The case has been assigned to Judge Jamar K. Walker. If convicted, James faces potential penalties including up to 30 years in prison per count, fines of up to $1 million per count, and possible forfeiture. Federal prosecutors emphasize that an indictment is merely an accusation and that James is presumed innocent until proven guilty.

James has denied the charges, describing them as politically motivated. At her arraignment on October 24, 2025, she pleaded not guilty. A trial was scheduled for January 26, 2026.

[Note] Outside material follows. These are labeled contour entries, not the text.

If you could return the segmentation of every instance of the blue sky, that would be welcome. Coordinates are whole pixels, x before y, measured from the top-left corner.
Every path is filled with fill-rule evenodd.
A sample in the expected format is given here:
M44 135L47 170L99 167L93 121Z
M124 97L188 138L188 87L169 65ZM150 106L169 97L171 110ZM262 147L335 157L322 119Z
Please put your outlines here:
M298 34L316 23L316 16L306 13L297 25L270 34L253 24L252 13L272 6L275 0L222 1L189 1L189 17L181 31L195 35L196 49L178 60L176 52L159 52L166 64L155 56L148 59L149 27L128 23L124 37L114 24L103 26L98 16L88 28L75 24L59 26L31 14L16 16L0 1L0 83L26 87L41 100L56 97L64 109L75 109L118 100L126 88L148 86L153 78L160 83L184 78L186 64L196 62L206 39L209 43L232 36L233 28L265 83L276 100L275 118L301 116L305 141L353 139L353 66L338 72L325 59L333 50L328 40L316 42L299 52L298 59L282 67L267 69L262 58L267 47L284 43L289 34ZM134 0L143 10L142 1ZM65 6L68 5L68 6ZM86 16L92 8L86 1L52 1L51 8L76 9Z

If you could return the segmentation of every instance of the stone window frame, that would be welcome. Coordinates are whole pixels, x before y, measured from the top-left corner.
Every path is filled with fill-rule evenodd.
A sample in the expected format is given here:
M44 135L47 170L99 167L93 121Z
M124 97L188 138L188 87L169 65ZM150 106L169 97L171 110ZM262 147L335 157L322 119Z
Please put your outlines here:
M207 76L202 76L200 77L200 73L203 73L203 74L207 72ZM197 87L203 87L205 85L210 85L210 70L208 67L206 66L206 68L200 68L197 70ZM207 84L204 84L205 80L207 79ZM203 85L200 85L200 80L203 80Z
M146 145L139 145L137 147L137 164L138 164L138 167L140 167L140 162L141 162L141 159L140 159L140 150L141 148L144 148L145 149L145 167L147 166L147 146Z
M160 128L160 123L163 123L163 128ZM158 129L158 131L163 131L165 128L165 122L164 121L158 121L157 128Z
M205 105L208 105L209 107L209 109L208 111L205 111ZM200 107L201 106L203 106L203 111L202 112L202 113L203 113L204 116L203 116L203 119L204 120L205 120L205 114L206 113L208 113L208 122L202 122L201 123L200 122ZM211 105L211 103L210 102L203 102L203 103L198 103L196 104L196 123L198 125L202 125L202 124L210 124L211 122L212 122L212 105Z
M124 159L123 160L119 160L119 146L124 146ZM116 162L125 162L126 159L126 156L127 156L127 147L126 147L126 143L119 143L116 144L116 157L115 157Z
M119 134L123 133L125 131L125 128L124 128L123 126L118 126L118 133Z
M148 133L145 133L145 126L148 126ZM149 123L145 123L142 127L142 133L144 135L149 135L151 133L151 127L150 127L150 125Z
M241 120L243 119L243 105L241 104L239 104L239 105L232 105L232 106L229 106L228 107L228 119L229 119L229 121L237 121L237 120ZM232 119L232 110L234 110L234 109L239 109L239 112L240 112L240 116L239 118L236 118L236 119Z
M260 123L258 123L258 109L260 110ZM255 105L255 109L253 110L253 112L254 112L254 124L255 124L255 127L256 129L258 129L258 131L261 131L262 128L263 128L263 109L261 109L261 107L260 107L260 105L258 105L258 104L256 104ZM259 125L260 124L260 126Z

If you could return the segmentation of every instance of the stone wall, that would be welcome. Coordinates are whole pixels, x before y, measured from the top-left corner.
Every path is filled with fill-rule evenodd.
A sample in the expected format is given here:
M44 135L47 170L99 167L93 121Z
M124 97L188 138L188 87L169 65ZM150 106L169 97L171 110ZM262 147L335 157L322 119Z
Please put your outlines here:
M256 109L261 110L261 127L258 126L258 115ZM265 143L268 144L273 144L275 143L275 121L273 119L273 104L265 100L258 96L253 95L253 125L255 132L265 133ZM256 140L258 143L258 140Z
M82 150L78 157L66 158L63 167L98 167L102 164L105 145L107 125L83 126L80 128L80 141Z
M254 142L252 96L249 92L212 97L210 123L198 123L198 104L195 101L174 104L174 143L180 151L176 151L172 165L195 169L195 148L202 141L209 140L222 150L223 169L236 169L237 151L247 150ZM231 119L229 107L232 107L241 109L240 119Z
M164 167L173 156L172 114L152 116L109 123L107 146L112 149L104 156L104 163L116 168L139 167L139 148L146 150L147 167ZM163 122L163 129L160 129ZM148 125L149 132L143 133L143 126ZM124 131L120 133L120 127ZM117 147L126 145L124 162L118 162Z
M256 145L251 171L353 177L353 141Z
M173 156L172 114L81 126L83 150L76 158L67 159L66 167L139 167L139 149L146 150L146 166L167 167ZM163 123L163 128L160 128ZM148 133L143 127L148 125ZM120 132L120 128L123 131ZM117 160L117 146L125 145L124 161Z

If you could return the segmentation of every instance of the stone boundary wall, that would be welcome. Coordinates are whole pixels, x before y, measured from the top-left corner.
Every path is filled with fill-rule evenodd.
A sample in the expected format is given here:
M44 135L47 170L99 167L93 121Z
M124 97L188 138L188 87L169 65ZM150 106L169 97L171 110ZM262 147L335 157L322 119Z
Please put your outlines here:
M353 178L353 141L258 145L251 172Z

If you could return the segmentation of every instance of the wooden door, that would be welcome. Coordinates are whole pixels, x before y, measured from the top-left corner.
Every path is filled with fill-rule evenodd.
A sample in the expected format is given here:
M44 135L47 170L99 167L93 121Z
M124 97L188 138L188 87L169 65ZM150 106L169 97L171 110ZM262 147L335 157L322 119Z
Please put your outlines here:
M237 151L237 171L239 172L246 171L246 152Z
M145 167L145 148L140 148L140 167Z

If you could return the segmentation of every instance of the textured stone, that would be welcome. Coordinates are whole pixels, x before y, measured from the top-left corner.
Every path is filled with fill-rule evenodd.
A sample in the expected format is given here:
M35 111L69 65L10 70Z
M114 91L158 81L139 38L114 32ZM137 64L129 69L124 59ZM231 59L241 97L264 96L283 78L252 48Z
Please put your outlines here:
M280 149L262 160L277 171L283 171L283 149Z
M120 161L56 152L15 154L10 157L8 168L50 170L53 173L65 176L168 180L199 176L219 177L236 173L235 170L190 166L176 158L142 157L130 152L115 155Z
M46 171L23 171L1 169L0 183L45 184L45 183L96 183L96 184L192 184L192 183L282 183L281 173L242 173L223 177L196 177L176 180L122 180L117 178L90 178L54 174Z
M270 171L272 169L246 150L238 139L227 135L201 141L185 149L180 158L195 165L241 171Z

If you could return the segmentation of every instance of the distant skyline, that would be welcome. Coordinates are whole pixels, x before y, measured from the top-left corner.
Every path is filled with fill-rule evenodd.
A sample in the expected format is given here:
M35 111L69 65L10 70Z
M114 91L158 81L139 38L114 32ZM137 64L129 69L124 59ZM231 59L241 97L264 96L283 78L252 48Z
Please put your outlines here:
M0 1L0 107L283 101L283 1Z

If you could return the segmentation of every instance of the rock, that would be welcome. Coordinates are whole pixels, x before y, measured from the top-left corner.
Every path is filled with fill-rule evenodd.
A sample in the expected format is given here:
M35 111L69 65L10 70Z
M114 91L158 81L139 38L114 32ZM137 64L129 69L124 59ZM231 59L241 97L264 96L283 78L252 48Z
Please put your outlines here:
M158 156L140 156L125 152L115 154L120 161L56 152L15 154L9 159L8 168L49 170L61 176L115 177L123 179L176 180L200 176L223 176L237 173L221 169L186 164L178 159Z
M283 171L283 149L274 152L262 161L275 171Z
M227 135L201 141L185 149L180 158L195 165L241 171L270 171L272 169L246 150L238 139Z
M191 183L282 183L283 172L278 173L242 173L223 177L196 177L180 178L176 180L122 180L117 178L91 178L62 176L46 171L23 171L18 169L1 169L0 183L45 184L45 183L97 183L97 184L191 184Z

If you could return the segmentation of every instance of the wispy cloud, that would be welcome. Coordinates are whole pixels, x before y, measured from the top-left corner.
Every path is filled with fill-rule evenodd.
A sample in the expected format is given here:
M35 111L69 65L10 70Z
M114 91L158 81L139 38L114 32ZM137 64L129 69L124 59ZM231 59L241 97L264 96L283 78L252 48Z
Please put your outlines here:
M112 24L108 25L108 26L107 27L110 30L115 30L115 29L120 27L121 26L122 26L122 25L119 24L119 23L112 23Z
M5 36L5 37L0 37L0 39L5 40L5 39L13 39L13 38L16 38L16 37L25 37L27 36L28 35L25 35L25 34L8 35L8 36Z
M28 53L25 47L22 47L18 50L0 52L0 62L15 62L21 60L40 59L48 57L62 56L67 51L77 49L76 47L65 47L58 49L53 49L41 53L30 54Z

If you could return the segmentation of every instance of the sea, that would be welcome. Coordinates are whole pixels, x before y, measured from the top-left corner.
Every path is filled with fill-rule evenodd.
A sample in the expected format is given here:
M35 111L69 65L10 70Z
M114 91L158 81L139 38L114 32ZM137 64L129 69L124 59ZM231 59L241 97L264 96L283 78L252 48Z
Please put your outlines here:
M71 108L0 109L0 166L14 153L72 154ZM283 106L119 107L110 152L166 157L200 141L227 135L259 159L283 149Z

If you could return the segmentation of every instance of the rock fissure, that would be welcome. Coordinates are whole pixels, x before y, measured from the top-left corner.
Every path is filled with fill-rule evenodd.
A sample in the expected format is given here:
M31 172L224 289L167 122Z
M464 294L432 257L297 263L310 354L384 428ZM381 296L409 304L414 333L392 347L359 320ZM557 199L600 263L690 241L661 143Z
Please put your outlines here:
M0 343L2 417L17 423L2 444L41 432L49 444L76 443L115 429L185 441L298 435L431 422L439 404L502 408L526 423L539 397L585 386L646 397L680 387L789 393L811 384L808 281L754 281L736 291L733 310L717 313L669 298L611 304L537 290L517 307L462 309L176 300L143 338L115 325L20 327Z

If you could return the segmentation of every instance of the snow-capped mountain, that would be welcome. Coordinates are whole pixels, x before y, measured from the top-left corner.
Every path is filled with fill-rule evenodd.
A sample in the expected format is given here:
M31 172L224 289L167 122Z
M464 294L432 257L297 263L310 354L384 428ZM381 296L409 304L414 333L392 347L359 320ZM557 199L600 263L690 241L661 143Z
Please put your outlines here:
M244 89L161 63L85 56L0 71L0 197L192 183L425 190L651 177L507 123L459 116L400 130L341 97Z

Two weeks after she was indicted, James' attorney, Abbe Lowell, filed several motions to dismiss; the motions allege that Halligan was unlawfully appointed, that the charges are inappropriate, and vindictive and selective prosecution. James Comey, in a separate prosecution, has also alleged that Halligan was unlawfully appointed. Comey's motion was referred to Albert Diaz, the chief judge of the U.S. Court of Appeals for the Fourth Circuit, who assigned this part of his case to Cameron McGowan Currie, a senior judge in the U.S. District Court for the District of South Carolina; the assignment allows the motion to be heard in a district other than the one where Halligan serves as the interim U.S. Attorney. Currie considered Comey's and James' motions regarding Halligan on November 13, 2025; James did not attend the hearing. As Halligan is the only federal prosecutor who signed the indictments, retroactively invalidating her appointment could end those cases.

=== Dismissal ===
On November 24, Currie ruled that Halligan had not been lawfully appointed, and she dismissed without prejudice the indictments of James and of Comey. Currie wrote that, when Siebert was appointed as interim U.S. attorney on January 21, this started "[t]he 120-day clock". From May 21, the Attorney General no longer had appointment authority. Therefore, when Halligan assumed her position as interim U.S. attorney on September 22, she was "unlawfully serving in that role". In mid-December, the DOJ appealed the dismissal. As Halligan's appointment had been on an interim basis anyway, it had only been set to last 120 days, and she resigned on January 20, 2026, acknowledging that her tenure had ended.

=== Attempts to secure another indictment ===
Less than two weeks after Currie dismissed the indictment against James, DOJ prosecutors in Norfolk, Virginia, sought a second indictment. However, on December 4, 2025, the grand jury declined to indict her. On December 11, a federal grand jury in Alexandria, Virginia similarly declined to indict her.

John Sarcone, the Trump administration’s pick for US Attorney for the Northern District of New York, began working on two criminal investigations into James, but on January 8, 2026, federal judge Lorna Schofield ruled that he was "not lawfully serving as Acting U.S. Attorney" and therefore must cease his work on the investigations.

=== Appeal ===
On February 9, 2026, the DOJ filed an appeal with the Fourth Circuit Court of Appeals, arguing that Halligan had not been improperly appointed and the case should not have been dismissed.

== Reactions ==
New York Governor Kathy Hochul condemned the indictment, calling it politically motivated. Civil rights organizations, including the National Council of Negro Women, expressed concern about the broader implications of the indictment, particularly its impact on black women in leadership. Legal experts cited by Associated Press questioned the strength of the allegations, noting that cases of this nature are rare without clear evidence of fraud or deliberate wrongdoing.

In their book Regime Change, co-authors Maggie Haberman and Jonathan Swan report that Trump told a White House advisor he didn't care whether James was convicted, and that the true goal was to drag James into court. "I want to make her life miserable," Trump reportedly told the advisor.

On October 30, 2025, the Trump administration fired about a dozen officials in Fannie Mae’s ethics and internal investigations unit. The fired officials had been probing (following an internal complaint) whether other senior officials, under direction of Bill Pulte, had improperly ordered staff to pull mortgage records of Democratic officials. A complaint about James's records had been elevated to the Office of Inspector General for the Federal Housing Finance Agency headed by Pulte, which passed it on to the U.S. attorney’s office in eastern Virginia that had brought the criminal case against James.